Matematik kurtarmasaydı kürek mahkûmiyetinden sağ çıkamazdım. Ellerimin bir hüneri yoktu, kanaatlerime zıt bir oyuna kalkışmaya mizacım müsait değildi. Moskova yakınlarında, Moskova'da içerde çalıştım. Bir gün hapishane görevlilerinden biri formüller dağıttı. Matematik ve fizik tahsil ettiğimi
yazdım. Neticede beni Hapisaneler İlmî Araştırma Merkezine aldılar, ilmî seviyesi o derece üstün bir merkez ki her hür insan bile orada mesai yapmakla övünebilir. Böylece sekiz yılın dördünü mahkûm matematikçi olarak müsait şartlar altında geçirdim. Tabiî pencerelerde demir parmaklıklar vardı, hareket serbestimiz hapishane bahçesinde birkaç dakika gezintiden ibaretti, fakat yeme imtiyazımız ve bir meşgalem vardı. Cezamın son üç yılını Güney Kazakistan'da büyük bir maden bölgesinde çektim. İvan Denisoviç'in Bir Günü de orada doğdu. Burası özel bir hapishaneydi. Bütün mahkûmlar başlarında, göğüslerinde, dizlerinde, sırtlarında bir numara taşırlardı. Benimkisi SC 232 idi. Hükümlü kampında iki sene duvarcılık, betonculuk mesleğini öğrendim. 1953 şubatında, cezamın bitiminden bir ay sonra serbest bırakıldım. Henüz sürgün olmakla birlikte 5 martta ilk defa hür olarak sokağa çıktım. Sabah erken ihtiyar bir kadın tarafından uyandırılmış, hoparlörün yaydığı haberi dinlemek için sokağa inmeye davet edilmiştim. Meğer Stalin ölmüş. Birkaç gün sonra mahallî polis bürosuna çağrıldım. Daimî sürgünü kabul ettiğime dair («daimî» yazılıydı «ebedî» değil) bir evrak imzalatmak istediler. Reddettim.
1956 da Steplerin kıyısında Balkaş'ın güney-batısında Tatar köyü Kok-Tören'de sürgün bulunuyordum. Zaten hür vatandaş olarak iş bulmakta büyük güçlük çekecektim. Köyün matematikçisi yoktu, matematik öğretmenliği yapabiliyordum. «Matriona Evi» orada tasarlandı.»
Hayatının bir kısmını böyle anlatıyor Soljenitsin.
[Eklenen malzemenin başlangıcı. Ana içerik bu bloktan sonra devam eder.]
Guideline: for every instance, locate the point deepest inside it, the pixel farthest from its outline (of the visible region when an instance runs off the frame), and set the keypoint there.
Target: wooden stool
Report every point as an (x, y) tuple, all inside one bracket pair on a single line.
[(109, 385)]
Eserlerinin kaderi de kendi kaderi kadar tuhaf, belki daha ziyade.
Eserlerinin bazıları Rusya'da yayınlandı, sonradan toplatıldı, önce yazarlar birliğine alındı, sonra da büyük gürültülerle çıkartıldı. Kitapları genellikle Rusya'da yayınlanmadan başka ülkelerde yayınlandı. Geçtiğimiz günlerde yurt dışı edilmesine sebep olarak Fransa'da yayınlanan «Gulak Takımadaları» adlı romanı gösterilmektedir.